I do see a lot of parents online blogging about getting their kids diagnosed. Young kids. Kids that don't need to be labeled and diagnosed so early. I'm sure by the time those kids are well into school, they'll be on all sorts of medications and have many, many labels.

There's very little feeling out there for helping your kid learn the things that are hard for them and encouraging their strengths. Everyone has bought into the idea that someone else out there knows better, if only they can get that person to label and treat their child.

Not that *this* kid doesn't need a lot of treatment, but there's a lot of parents out there getting their kids diagnosed with everything. Kids that might have been a little weird, but perfectly within the bounds of ordinary.

Is there any way to get the mom to take him somewhere on her own? Can you talk to her about your concerns for his unhappiness, lack of friends, lack of continuous education and then slip her the numbers of community resources? The kid may be close to being a danger to himself or others. And the flea bites? Child and Youth services?

A Parent said...

I had to respond because your description sounds so much like the way that many of my son's teachers have seen him, especially during early elementary school.

My son does have bipolar disorder, a diagnosis that took several years to arrive at. He also has some bona fide learning disabilities--which also took a long time to clarify.

On the other hand, although I am a single parent, my homelife has been exceedingly stable over my son's lifetime. Although we haven't moved, the longest that he attended any one school prior to sixth grade was 2 years. Only once did I initiate a move, and that was the only time that he started a new school at the beginning of the school year. All of the others were mid-year, most preceded by some very ugly refusals to carry out plans, lots of demands to come pick him up during the school day, suspensions, etc. Only one move included any transitioning.

Every school that "got rid of him" promised that there was a special program that would get him the help that he needed. Mostly that was not the case. Generally the receiving school/program was not very happy to get him (especially when it happened after all the suspension days were used up).

One of the things that did NOT help was teachers/schools who wanted to do an end run around IDEA by determining in advance was the least restrictive placement was (anywhere but here) and refusing to follow through on any interventions that might succeed without moving there.

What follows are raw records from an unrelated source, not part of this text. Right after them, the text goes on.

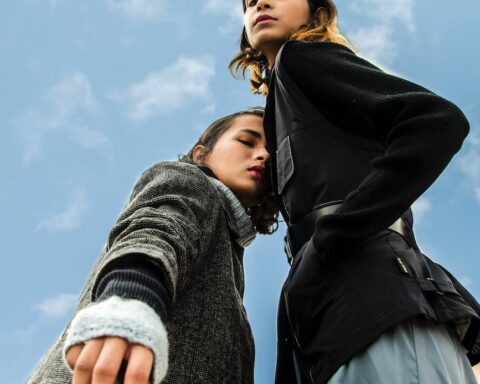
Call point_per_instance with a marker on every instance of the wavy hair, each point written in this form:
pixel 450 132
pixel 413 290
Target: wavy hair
pixel 256 62
pixel 264 216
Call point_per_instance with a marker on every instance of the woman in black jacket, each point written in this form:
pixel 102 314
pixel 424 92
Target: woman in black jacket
pixel 352 148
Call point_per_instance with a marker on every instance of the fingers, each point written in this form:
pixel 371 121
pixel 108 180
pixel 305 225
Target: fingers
pixel 83 368
pixel 99 361
pixel 140 364
pixel 109 361
pixel 73 353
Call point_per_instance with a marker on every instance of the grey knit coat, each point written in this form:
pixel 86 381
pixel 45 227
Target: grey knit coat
pixel 177 216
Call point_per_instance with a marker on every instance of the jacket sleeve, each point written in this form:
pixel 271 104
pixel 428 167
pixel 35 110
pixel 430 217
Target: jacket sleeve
pixel 419 130
pixel 165 221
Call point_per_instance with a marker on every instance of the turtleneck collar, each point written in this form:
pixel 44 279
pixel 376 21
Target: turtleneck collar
pixel 241 222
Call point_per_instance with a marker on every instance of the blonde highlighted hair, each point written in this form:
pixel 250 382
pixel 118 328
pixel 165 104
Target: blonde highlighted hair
pixel 256 62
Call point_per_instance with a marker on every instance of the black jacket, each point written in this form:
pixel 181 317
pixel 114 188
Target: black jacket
pixel 340 130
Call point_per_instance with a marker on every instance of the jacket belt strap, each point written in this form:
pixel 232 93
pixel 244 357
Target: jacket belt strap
pixel 299 233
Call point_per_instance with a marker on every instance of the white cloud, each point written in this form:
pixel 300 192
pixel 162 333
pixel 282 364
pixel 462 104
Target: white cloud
pixel 70 218
pixel 140 9
pixel 470 162
pixel 233 11
pixel 67 104
pixel 52 3
pixel 169 89
pixel 57 306
pixel 421 208
pixel 376 41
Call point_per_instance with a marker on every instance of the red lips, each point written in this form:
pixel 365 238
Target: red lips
pixel 263 18
pixel 257 171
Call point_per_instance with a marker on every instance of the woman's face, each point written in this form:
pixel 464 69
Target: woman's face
pixel 239 159
pixel 269 23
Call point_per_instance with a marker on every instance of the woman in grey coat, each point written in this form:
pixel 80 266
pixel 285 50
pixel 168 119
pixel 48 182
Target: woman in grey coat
pixel 163 303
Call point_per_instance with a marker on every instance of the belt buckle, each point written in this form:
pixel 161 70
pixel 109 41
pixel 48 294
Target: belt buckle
pixel 288 248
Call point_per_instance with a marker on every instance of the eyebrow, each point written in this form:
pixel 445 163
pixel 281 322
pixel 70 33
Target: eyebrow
pixel 252 132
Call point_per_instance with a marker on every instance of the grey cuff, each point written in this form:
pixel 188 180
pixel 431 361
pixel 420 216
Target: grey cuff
pixel 130 319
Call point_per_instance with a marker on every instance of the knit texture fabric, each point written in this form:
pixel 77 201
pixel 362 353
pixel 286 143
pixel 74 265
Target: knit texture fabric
pixel 132 320
pixel 176 217
pixel 243 223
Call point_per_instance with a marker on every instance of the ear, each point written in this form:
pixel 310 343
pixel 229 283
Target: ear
pixel 322 16
pixel 198 154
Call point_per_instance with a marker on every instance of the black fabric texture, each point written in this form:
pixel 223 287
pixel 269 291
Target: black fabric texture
pixel 342 132
pixel 136 277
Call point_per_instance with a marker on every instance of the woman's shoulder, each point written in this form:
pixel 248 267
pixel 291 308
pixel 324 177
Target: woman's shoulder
pixel 175 176
pixel 323 51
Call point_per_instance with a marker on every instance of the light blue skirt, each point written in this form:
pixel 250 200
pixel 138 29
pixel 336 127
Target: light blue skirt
pixel 414 352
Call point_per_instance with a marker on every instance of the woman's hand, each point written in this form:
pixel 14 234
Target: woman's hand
pixel 98 361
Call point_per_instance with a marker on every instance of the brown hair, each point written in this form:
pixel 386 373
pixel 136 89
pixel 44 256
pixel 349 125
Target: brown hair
pixel 265 215
pixel 249 58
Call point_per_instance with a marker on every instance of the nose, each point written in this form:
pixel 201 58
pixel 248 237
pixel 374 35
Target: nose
pixel 263 155
pixel 263 4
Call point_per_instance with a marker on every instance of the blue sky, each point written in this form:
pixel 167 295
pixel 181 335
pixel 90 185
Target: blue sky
pixel 93 92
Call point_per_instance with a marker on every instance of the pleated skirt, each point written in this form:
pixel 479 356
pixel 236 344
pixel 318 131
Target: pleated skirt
pixel 414 352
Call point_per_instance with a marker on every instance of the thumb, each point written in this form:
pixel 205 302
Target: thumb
pixel 73 353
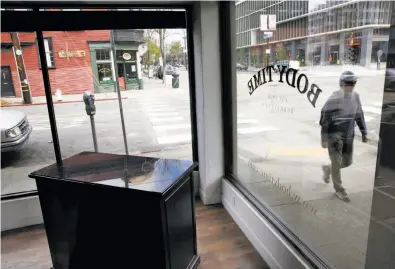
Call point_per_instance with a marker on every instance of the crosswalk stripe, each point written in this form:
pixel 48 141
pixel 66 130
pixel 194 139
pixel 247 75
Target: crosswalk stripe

Early on, he had one teacher who was really very helpful, thoughtful, and willing to creatively problem solve. She was not well supported (one of the problems with placing kids in regular ed, is that somehow the supportive personnel are never assigned to make that work) and I am sorry to say carried far more than her load. It sounds like this is the case for Ms. Bluebird.

I do wish that we could get the unions, or somebody, on the side of moving appropriate supports out of the resource rooms. I have never understood how it is supposed to be helpful to any kind of learning to throw together all of the kids with all kinds of disabilities across several grades. My experience is that it's very difficult for teachers to manage much beyond worksheets. Never mind that these are the places least likely to have appropriately certified teachers.

My son has had very stable and normal behavior for number of years now, thanks to medication and outside counseling. I don't know if he will ever recover, however, from the loss of education during his early years, or the emotional effects of being removed from so many educational settings.